A few days after the Amidon men were buried, the governor of the Dakota Territory called for the abounding of Sioux Falls. The town remained abandoned for three years until Ford Dakota was built in 1865.
There are some great stories here. How about a movie about what happened when the natives met the Amidons. We could see the event from each group's perspective. Or a movie about the abandoning of Sioux Falls and moving of all the people to Yankton. That would make a great Coen Brothers type movie.
The story of Makana Na Ota E ‘En is the tragic sequel to the Amidon Affair. A few months after Sioux Falls was abandoned, a military scouting party returned to the town-site with some civilians. They found the town burned. Near the Falls of the Big Sioux they saw a group of Native Americans. The Calvary sounded a charge and the went after the people at the Falls. The Native American's escaped, except for one man who's horse got caught in some mud near Covell’s Slough. That man was Makana Na Ota E ‘En (Among Little Trees). Soldiers fired and wounded him. He was then killed by a mounted soldier’s saber lashes.
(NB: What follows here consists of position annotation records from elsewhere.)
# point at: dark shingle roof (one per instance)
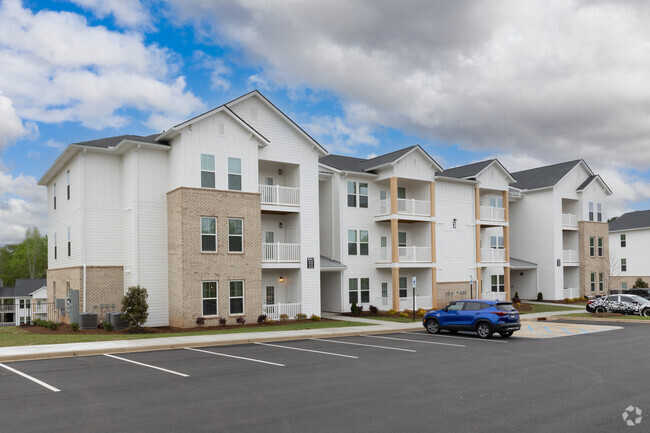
(631, 220)
(468, 170)
(542, 177)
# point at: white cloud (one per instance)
(127, 13)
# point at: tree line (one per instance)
(27, 259)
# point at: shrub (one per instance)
(135, 307)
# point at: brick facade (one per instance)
(189, 267)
At the time Makana Na Ota E ‘En was thought to be related to the band that was accused of killing the Amidons and burning the town. It turned out that the group of Native Americans at the Falls that day were not part anything and had just been at the wrong place at the wrong time.
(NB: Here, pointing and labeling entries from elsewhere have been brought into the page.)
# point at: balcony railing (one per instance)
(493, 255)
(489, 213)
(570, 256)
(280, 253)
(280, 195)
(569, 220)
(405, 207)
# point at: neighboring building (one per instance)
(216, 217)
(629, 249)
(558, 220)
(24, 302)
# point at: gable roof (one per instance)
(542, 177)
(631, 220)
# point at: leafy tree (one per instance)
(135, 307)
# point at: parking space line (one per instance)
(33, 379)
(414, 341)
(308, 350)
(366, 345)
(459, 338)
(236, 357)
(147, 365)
Imagine a movie about that last day of Makana Na Ota E ‘En's life. Start in the morning, breaking camp, maybe some hunting. There'd be conversations about the men on their horses, about their lives and the future. Then they stop for a rest at the Falls. While enjoying lunch the military arrives and tragedy unfolds.
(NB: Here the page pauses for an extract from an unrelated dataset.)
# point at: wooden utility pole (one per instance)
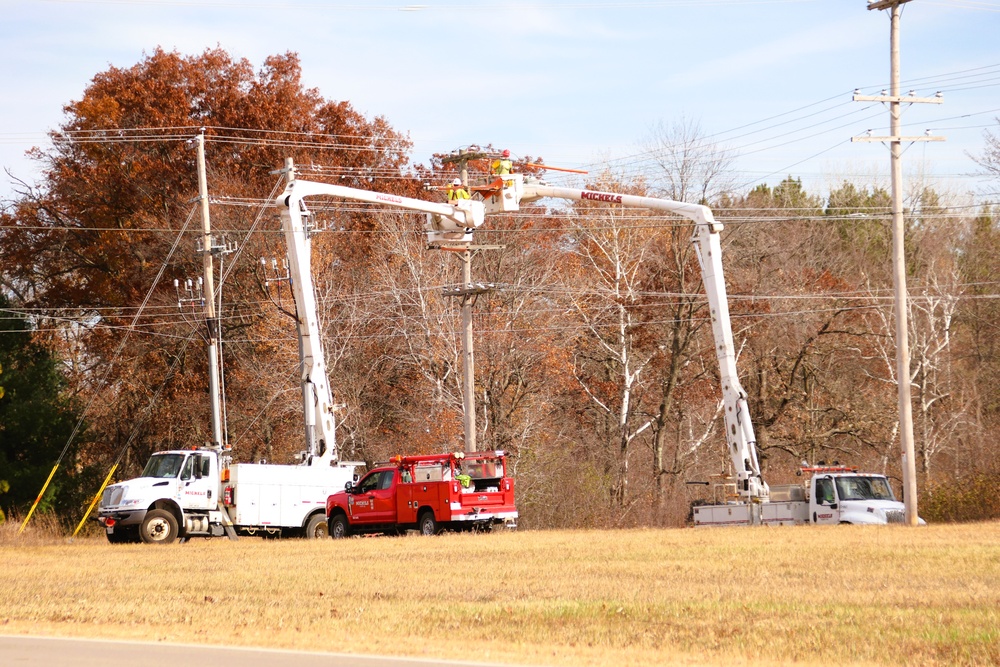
(215, 396)
(467, 291)
(895, 142)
Thomas Egen was an immigrant from Ireland that homesteaded near Sioux Falls in 1876. He was hanged in Sioux Falls for the murder of his wife in 1880. She was found dead from a beating in the cellar of their sod home. At Egen's trial, his step-daughter Catherine and her husband James Van Horn testified for the prosecution. Before he was hanged Thomas said, "Judge, I have nothing against anybody in the Court, or anybody around the country, except the Van Horns. They betrayed me and may the curse of God be upon them. I can stand it, Sir. The law may not reach the Van Horns, but the curse of God will."
45 years later while on her death-bed Catherine confessed to killing her mother. She said they had argued and she beat her mother to death.
This could be a great courtroom movie. Or a movie told from Thomas' or even Catherine's perspective. Or maybe a story told by the ghost of the mother.
The forgotten Deadwood of Minnehaha County was a mining town just to the east of Sioux Falls proper set up to quarry the great deposits of Sioux quartzite and cut the rock into paving stones. The town thrived at the end of the 19th century and had a wild reputation, especially in comparison to it's fancy neighbor.
The lives of the stone cutters was hard and dangerous. And life in East Sioux Falls could be bawdy. In face, when an electric rail line connected the two Sioux Falls in the 1890's the town became a sort of getaway for the proper folks of Sioux Falls.
The stone market eventually died and the town disappeared.
There's a great story in the rise of this town as it tries to establish itself under the judgmental looks of the bigger city. Working class people building establishing a community against the odds.
Eliza Tupper Wilkes came to Sioux Falls in 1877. She was an ordained Universalist minister. Shortly after coming to Sioux Falls she worked as a lone missionary, traveling to conduct services for remote communities. She was the first ordained woman minister to publicly preach in Dakota Territory. She also organized seven churches in South Dakota, Iowa, and Minnesota.
She was a driving force in the building of the All Souls Church at the southeast corner of Dakota Avenue and 12th Street. Her and her husband built several houses in the Cathedral Historical District in Sioux Falls.
Eliza was also a civic leader and a champion of woman's suffrage. She was instrumental in starting the city's first public library and a key part of growing the institution.
A biopic of Eliza's life would be a wonderful, amazing story.